• fetor •
Part of Speech: Noun
Meaning: A stench, an unpleasant or offensive odor.
Notes: You may correctly chide anyone you see spell this word foetor; the only correct spelling is fetor. This word is the noun from the adjective fetid ?smelly, stinky?, which may be used as an adverb, fetidly, should you ever need a word meaning "stinkily".
In Play: Sometimes we need a word meaning "stench" that is a bit more elevated, subtle: "Binky, what is the origin of the fetor emanating from your room?" It is more applicable to the discussion of elevated offices when used figuratively: "It may take some time for the fetor to dissipate from the Illinois governor's office, now that Blagojevich has departed."

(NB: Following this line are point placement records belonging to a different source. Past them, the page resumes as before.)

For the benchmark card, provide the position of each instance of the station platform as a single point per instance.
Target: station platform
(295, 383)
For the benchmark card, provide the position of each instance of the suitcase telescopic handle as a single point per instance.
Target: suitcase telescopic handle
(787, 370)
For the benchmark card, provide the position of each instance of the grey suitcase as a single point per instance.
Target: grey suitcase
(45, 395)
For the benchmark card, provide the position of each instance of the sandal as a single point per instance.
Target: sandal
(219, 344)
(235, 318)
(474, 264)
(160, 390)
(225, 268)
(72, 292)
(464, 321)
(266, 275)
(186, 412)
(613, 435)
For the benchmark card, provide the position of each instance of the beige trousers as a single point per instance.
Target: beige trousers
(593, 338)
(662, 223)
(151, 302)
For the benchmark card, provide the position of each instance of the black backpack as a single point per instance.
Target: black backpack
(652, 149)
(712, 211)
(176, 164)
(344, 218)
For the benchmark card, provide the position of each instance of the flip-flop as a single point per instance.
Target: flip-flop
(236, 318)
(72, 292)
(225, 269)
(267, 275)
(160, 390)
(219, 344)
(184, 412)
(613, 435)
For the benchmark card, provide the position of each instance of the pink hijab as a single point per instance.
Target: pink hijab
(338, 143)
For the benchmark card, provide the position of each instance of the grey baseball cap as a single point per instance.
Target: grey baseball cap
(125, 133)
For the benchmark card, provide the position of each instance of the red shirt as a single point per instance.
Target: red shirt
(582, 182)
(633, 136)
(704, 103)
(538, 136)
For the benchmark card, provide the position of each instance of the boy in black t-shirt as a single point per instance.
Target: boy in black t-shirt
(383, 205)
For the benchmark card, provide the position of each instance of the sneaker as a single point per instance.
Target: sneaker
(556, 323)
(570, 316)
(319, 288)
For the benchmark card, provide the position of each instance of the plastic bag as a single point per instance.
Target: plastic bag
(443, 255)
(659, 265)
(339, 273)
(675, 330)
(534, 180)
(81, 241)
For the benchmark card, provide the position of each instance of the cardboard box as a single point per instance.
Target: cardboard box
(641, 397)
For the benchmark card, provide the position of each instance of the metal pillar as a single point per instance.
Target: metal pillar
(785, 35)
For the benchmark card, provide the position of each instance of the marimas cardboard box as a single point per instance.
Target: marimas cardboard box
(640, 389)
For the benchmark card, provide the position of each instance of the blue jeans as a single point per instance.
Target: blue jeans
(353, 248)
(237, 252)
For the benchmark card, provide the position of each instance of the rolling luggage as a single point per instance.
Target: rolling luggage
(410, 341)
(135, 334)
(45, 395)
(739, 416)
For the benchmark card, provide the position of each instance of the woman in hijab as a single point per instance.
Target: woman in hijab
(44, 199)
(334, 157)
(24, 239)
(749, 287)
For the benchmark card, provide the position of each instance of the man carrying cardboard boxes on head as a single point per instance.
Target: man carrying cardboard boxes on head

Word History: Many dictionaries list foetor as an acceptable alternate spelling of today's Good Word. The Oxford English Dictionary, however, makes it clear that this is incorrect. It probably results from a confusion of this word and its adjective, fetid, with foetus, widely used in the United Kingdom. But these two words have nothing to do with each other; their similarity is purely coincidental. Fetus comes from a root meaning "to give birth, to grow" and meant "offspring" in Latin. The OE spelling was old even in Latin; by the classical period even this word was spelled with a simple E. (We wouldn't want to raise a fetor by forgetting to thank Luciano Eduardo de Oliveira, the Brazilian Dude at the Alpha Agora, for today's suggestions, so let me say, "Thank you," right here.)